Most striking about the paintings, when juxtaposed, is the difference in the quality of mimesis. The viewer can see, in the later painting, Kandinsky’s imminent departure from an aesthetic that prized representation over abstraction. But maybe of more significance is the recurrence of the horse as a subject and a symbol – in other words, Kandinsky’s thematic consistency as opposed to his changing aesthetic. Notice how the blue wings on the horse in ‘Lyrical’ recall the blue cloak of the rider in ‘Der Blaue Reiter,’ and how the momentum of the horses in both paintings suggests urgency and purpose.

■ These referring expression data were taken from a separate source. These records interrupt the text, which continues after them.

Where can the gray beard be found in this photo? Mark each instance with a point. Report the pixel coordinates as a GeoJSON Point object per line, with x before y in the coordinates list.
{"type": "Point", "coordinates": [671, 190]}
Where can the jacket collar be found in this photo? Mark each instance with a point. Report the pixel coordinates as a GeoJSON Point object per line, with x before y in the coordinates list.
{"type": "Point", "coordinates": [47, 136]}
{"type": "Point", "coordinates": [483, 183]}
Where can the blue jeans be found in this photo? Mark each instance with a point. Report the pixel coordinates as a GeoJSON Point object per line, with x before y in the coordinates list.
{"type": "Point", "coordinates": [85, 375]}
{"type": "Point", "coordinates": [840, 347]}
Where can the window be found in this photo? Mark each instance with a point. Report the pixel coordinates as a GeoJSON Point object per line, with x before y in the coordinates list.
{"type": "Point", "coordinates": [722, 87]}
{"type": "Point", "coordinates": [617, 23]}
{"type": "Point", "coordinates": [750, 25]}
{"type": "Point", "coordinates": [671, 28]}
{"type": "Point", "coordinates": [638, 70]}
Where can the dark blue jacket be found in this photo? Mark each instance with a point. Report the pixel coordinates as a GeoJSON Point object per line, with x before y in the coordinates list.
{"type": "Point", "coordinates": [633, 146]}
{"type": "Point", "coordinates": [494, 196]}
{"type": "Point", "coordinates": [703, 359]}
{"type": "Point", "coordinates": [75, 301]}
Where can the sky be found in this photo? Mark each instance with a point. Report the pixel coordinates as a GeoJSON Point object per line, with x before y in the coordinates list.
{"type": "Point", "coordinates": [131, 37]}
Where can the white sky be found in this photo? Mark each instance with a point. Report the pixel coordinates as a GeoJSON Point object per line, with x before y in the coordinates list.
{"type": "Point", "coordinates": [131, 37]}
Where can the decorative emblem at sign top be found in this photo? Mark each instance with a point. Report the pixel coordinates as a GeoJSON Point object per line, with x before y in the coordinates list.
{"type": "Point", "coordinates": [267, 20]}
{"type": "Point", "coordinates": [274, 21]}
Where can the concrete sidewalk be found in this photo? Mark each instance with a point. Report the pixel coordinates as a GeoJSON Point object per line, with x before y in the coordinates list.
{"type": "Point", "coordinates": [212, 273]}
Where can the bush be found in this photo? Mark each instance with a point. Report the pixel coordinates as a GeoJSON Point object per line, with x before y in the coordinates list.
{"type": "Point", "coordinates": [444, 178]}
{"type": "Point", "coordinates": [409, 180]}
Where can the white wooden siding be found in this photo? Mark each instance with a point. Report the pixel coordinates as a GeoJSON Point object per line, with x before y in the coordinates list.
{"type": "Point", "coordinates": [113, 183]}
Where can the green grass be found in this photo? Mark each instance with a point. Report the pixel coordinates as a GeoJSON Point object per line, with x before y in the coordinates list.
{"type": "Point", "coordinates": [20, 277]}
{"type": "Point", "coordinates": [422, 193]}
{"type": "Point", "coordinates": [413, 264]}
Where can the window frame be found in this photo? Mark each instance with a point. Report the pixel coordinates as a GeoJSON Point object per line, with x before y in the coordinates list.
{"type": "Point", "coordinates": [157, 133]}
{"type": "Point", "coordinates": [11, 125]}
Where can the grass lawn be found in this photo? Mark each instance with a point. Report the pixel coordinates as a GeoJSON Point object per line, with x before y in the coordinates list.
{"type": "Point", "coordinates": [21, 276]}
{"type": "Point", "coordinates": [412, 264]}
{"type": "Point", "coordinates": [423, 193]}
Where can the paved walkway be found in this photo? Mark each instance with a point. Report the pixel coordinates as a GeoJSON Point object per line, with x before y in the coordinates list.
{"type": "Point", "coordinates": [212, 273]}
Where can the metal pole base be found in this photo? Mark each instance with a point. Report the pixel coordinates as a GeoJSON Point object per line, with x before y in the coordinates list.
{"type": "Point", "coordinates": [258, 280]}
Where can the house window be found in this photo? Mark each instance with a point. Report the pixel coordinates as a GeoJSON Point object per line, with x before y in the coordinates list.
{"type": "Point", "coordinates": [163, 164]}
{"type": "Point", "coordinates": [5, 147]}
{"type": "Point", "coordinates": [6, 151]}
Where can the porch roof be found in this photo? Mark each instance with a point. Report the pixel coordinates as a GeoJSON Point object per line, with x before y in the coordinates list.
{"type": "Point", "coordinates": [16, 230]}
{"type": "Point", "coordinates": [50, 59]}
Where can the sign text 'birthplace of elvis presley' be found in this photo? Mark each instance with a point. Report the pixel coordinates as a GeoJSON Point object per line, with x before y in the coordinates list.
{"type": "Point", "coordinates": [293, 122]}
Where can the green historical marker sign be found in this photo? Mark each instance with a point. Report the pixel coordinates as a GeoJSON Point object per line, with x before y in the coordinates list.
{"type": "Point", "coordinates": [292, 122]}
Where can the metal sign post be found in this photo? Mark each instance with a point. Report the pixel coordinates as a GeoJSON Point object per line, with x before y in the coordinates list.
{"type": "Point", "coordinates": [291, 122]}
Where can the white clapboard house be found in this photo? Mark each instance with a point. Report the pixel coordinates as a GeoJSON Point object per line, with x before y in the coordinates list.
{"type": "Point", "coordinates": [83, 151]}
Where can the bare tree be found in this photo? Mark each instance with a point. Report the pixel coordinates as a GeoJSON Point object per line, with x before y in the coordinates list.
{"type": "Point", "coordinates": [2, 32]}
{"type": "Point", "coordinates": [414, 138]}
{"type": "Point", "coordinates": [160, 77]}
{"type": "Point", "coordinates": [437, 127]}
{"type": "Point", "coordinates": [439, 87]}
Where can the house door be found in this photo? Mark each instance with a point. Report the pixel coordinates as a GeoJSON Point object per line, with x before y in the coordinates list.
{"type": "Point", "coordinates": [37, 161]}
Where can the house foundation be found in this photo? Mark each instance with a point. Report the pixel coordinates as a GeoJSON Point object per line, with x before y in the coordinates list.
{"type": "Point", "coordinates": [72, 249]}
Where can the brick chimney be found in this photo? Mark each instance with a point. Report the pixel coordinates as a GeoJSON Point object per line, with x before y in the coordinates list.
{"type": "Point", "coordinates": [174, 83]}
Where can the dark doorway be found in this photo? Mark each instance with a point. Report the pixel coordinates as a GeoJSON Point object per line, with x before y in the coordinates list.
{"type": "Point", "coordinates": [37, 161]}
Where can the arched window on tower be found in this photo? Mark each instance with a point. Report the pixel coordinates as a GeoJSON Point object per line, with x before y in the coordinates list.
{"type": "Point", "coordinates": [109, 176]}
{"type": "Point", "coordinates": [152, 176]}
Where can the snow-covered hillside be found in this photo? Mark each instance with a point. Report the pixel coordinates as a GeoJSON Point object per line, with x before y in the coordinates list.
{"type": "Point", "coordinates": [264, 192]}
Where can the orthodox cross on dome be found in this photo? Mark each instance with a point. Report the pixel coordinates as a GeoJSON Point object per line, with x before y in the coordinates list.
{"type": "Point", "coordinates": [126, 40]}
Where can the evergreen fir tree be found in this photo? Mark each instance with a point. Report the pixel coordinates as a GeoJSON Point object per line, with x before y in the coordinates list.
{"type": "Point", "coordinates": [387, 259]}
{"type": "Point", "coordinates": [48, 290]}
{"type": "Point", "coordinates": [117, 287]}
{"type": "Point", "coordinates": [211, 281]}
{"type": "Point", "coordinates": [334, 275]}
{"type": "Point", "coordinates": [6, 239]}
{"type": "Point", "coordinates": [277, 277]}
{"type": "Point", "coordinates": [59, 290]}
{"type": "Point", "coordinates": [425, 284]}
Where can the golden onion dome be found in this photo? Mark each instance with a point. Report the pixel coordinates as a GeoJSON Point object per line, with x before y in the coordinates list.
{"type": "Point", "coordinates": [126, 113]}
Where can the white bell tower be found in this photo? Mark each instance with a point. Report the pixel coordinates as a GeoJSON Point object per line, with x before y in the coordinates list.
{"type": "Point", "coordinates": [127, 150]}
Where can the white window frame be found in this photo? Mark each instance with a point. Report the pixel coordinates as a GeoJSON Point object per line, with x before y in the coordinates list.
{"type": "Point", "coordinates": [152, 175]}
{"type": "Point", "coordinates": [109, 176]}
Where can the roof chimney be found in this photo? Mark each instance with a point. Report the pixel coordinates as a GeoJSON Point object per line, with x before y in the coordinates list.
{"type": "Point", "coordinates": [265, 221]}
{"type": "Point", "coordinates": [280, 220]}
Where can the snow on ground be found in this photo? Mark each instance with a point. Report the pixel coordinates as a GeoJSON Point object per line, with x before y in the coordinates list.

In ‘Concerning the Spiritual in Art,’ his treatise on form and color, Kandinsky associated the color blue with interiority and spiritual longing, describing it as “the typical heavenly color” and as possessing the “power of profound meaning.” In this sense – that his conception of symbolic values tended toward the absolute – the shifts in Kandinsky’s aesthetic were secondary to the constancy of his vision; they were manifestations of a restlessness that was technical rather than essential.